Grow Your Savings Account
Opening a savings account is one of the most basic steps in financial planning for the future. Using a savings account is a great option for many different situations, including a rainy day fund, a child's first account, saving for college or a retirement fund. Savings accounts are widely available, but vary greatly in both fees and returns. As a result, thoroughly researching investment options is a crucial step prior to opening an account in order to have the principle grow as much as possible.
Almost all banks offer several different types of savings accounts. Most have a tiered system, where the smallest deposits earn the least interest, and larger investments receive more competitive rates. When opening a new account, a customer should inquire about the current rates available, so they have an idea of what type of returns to expect.
In addition to traditional banks, many online savings institutions are also available. Online-only banks do not have a physical branch or office for customers, which tends to equate to both reduced business costs and increased interest returns on savings accounts. Registration forms can be filled out online, and the savings account can be accessed and funded via the internet. This type of account is better for a long-term savings plan, as it tends to provide higher interest rates and returns.
With either type of savings account, it is a good idea to regularly monitor the funds in the account, either through monthly statements or through online account access. When opening an account for a child, letting them view the monthly statements and explaining what they mean is a practical and educational exercise which lets the child see how their money is growing.
Regular deposits to a savings account add up quickly, and they can often be scheduled to occur automatically. Many banks, especially online institutions, offer recurring transfers for savings accounts. Although a small weekly transfer may not seem like much, even a $10 deposit scheduled to occur automatically each week adds up to over $500 each year in a savings account.
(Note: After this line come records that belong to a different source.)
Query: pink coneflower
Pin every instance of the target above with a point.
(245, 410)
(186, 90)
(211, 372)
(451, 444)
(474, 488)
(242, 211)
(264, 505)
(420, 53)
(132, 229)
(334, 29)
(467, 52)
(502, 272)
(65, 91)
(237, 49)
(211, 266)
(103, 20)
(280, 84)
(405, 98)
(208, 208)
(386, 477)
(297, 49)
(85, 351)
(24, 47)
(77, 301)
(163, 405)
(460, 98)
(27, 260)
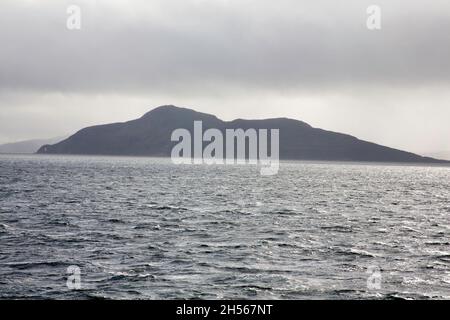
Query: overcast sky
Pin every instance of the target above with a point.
(310, 60)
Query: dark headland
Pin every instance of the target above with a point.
(150, 136)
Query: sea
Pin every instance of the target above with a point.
(93, 227)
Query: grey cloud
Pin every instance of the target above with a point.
(183, 45)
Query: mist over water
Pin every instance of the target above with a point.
(144, 228)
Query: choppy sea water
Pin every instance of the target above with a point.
(143, 228)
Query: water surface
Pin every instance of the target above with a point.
(143, 228)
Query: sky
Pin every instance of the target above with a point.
(316, 61)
A savings account is a useful and practical tool for both adults and children. Children can learn the value of money and how the banking system works by opening and monitoring a savings account with the help of a responsible adult in their life. Adults of all ages benefit directly from savings accounts, as they earn interest on the account. A savings account can be used as an overall financial plan in order to achieve specific financial goals throughout an individual's life.